On peut donc le reconnaître, monsieur le secrétaire d'État, la trajectoire des finances publiques va dans le bon sens. Notre commission des finances souhaite aller encore plus loin dans la réduction des dépenses. Cependant, soyons honnêtes, une trop grande brutalité dans l'effort risquerait de fragiliser les leviers nécessaires à la reprise, leviers dont l'action est soutenue dans le présent projet de loi de finances. Il faut donc tenir le manche avec sang-froid, doigté et savoir-faire : nous vous faisons confiance, monsieur le secrétaire d'État.

Les articles consacrés au plan de relance du logement sont également bienvenus. Le dispositif sur l'investissement locatif sur le marché du neuf, l'allégement de la fiscalité applicable aux plus-values de cessions des terrains à bâtir ou encore la mesure d'exonération des donations sur les terrains à bâtir : tout cela devrait soutenir le secteur de la construction, un secteur riche en emplois et donc fondamental pour la croissance. Avec les membres de mon groupe, nous avons déposé quelques amendements à ce sujet pour aller encore plus loin et soutenir plus fortement encore ce secteur clé sur le chemin de la croissance.

À cet égard, je voudrais toutefois émettre un bémol. On ne peut pas, d'un côté, afficher un plan de relance de la construction ambitieux et, de l'autre, faire reposer une grande partie de l'effort de réduction des dépenses publiques sur les collectivités locales, qui sont un vecteur majeur du soutien du secteur du bâtiment et des travaux publics.

Nous avons longuement débattu en commission du sort réservé aux collectivités locales, et nous en débattrons encore. Nous sommes nombreux à penser qu'il convient de desserrer l'étau. Le RDSE sera en tout cas très vigilant sur cette question. Nous défendrons des amendements adoucissant l'effort de 3,7 milliards d'euros demandé aux collectivités locales.

Nous ferons également des propositions pour soulager les chambres de commerce et d'industrie et les chambres d'agriculture, qui sont ponctionnées très durement, au risque de vider les deux réseaux de leurs emplois et ainsi d'affaiblir leur soutien, pourtant indispensable, à l'économie.

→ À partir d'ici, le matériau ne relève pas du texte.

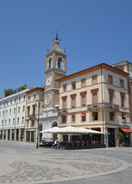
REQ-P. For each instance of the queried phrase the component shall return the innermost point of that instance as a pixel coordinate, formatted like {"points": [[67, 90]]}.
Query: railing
{"points": [[95, 107]]}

Voilà, mes chers collègues, les quelques observations que je souhaitais formuler à ce stade de nos débats. Mon collègue et ami Jean-Claude Requier aura l'occasion, dans la suite de la discussion générale, de poursuivre mon propos, au nom du RDSE.

Nous nous tenons prêts à aborder la longue discussion des articles et des amendements de la première partie qui se profile et au terme de laquelle, comme toujours, le RDSE prendra toutes ses responsabilités. (M. Daniel Raoul applaudit.)